Wednesday, October 17, 2018

Ham and Cheese Muffins

In anticipation of the Little Prince starting school and our collective desire to send him there with a lunchbox most days (as opposed to having him buy something at the cafeteria), I bought the Weelicious Lunches cookbook. I really like it, even though to me it skews very American. By that, I mean that there’s a whole section with variations of the peanut butter-jelly sandwich, whereas I, as a French Canadian, didn’t even realize that PB&J was a thing until my tweens (when I was living in the U.S., I should add), and never once had that in my school lunch. I did have peanut butter on bread in the morning on occasion, but in my family, we always paired it with honey, not jam. In any case, it’s full of a lot of recipes that look great to me, but I’m also afraid that my kid would never go for them. I’ve decided to try some anyway and simply make sure that he has a backup component in the meal that I know he’ll like (for example, I made the beet and carrot salad from the cookbook, but used it as a side and made sure that the Little Prince had another side and a main that he would like – turns out he didn’t magically start liking the salad, but hey, at least I sent him to school with beets in his lunchbox and it wasn’t a total failure, so there’s that).

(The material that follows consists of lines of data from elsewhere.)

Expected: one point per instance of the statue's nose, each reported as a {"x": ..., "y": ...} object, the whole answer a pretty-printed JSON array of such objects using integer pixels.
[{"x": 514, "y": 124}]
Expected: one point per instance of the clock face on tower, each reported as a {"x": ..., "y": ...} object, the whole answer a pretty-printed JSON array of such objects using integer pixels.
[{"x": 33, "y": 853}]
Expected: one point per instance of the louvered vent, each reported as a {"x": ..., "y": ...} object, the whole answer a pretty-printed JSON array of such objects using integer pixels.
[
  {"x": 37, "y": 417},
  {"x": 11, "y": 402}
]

So, ham and cheese muffins looked like they might work, in that my kid usually likes ham, and cheese, and muffins, so at least there were no red flags. The Engineer bought three thick slices of ham from the butcher, and I cut them into cubes, but only used about half for the recipe, along with half of a package of cheddar. Since I didn’t know what else to do with the rest of the ham and didn’t want it going to waste, I took a chance and simply made a second batch of muffins. A batch is supposed to make 18 muffins, but I ended up with 16 in the first batch and 17 in the second. As it turns out, the Little Prince loved these (phew!), and they freeze beautifully, so they’re a really good addition to my repertoire. Note that instead of a mix of all-purpose flour and whole wheat flour, I used only white whole wheat flour. Suggestion of sides: cucumber slices, red grapes, freeze-dried yogurt dots.

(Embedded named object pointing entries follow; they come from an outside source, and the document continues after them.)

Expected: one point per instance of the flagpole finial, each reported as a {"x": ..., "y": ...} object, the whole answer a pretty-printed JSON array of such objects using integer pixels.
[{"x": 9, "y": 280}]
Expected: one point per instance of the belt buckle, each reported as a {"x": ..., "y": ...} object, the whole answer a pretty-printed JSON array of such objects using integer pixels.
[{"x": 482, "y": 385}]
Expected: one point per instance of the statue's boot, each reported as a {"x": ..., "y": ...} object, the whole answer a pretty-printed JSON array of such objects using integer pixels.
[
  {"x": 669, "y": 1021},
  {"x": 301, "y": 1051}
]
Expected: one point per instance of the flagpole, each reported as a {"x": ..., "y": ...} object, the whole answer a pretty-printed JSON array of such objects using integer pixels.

1 ½ cups all-purpose flour (see note above)
1 cup whole wheat flour (see note above)
2 tsp. baking powder
1 tsp. baking soda
½ tsp. kosher salt
1 ¼ cups buttermilk (lactose-free milk with a splash of lemon juice on it)
2 large eggs
¼ cup vegetable oil
2 Tbsp. maple syrup or honey
1 cup cheddar cheese, shredded (white or orange works)
1 cup ham, finely chopped or cubed

Preheat oven to 350 °F. Grease 18 muffins cups on two muffins tins (give or take).

Combine the flours, baking powder, baking soda, and salt in a bowl and stir to combine.

In a separate bowl, whisk the eggs, oil and maple syrup and stir to combine. Add the buttermilk to the egg mixture and stir.

Add the buttermilk mixture to the flour and stir until just combined. Fold in the cheese and ham.

Scoop the batter 2/3 of the way up into the greased muffin cups and bake for 18-20 minutes.